It is not easy to identify word boundaries in Chinese text. For
this reason, the Chinese word embedding model and the Chinese
character embedding model were trained for Chinese.
In Chinese, a minimum unit of meaning might be a single character
or might be a series of characters. In order to divide Chinese
text, sentences need to be analyzed. For this reason, sufficient
accuracy had not yet been achieved even with latest techniques. The
Chinese word embedding model, therefore, might learn inaccurate
words, and it was difficult to handle combinations of words
appropriately.
Since the Chinese character embedding model did not rely on
division of words, on the other hand, the Chinese character
embedding model did not include errors and was capable of easily
handling each character as a word. The Chinese character embedding
model, however, ignored word boundaries. Embedding results,
therefore, might not reflect accurate meanings.
FIG. 16 is a schematic diagram illustrating preprocessing performed
on the training data. English dialog segments included in the
training data were converted by the English embedding model into an
English embedding matrix including English word vectors and input
to a third channel of the multichannel model. The English dialog
segments are also converted by an English-to-Chinese machine
translation system into Chinese translation dialog segments.

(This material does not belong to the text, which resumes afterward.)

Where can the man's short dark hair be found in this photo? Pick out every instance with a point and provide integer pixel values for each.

The Chinese translation dialog segments were then converted by the
Chinese word embedding model into a Chinese word embedding matrix
including Chinese word vectors and input to a first channel of the
multichannel model. The Chinese translation dialog segments were
also converted by the Chinese character embedding model into a
Chinese character embedding matrix including Chinese character
vectors and input to a second channel of the multichannel
model.
FIG. 17 is a schematic diagram illustrating preprocessing performed
on the development data and the test data. Chinese dialog segments
included in the development data and the test data were converted
by the Chinese word embedding model into a Chinese word embedding
matrix including Chinese word vectors and input to the first
channel of the multichannel model. The Chinese dialog segments were
also converted by the Chinese character embedding model into a
Chinese character embedding matrix including Chinese character
vectors and input to the second channel of the multichannel
model.
The Chinese dialog segments were converted by a Chinese-to-English
machine translation system into English translation dialog
segments. The English translation dialog segments were then
converted by the English embedding model into an English embedding
matrix including English word vectors and input to the third
channel of the multichannel model.
5. Results
5.1 Results of Evaluation in DSTC5
FIG. 18 illustrates scores earned by the method proposed by a team
of the present inventors as well as scores of other teams. A team
number of the present inventors was "2".
The multichannel model proposed by the present inventors earned a
highest score among nine teams. A correct answer rate in an entry
"3" was 0.0956, and a second highest correct answer rate earned by
another team in that entry was 0.0635. An F-measure in the entry
"3" was 0.4519, and a second highest F-measure earned by another
team was 0.3945. That is, in the entry "3", the team of the present
inventors exceeded the second best team by about 50% in terms of
the correct answer rate and about 15% in terms of the
F-measure.
In five entries "0" to "4" of the team of the present inventors,
hyperparameters were different from one another. FIG. 19
illustrates the hyperparameters. Among the hyperparameters, a
dropout rate significantly affects results. Dropout is known as a
technique for suppressing overlearning, which deteriorates
generalization performance due to learning of peculiar data, in
neural network models.
With respect to the five entries "0" to "4", a reproduction rate
decreased and a matching rate increased as the dropout rate
decreased. A further decrease in the dropout rate, however, did not
improve overall performance. In FIGS. 18 and 19, two entries "5"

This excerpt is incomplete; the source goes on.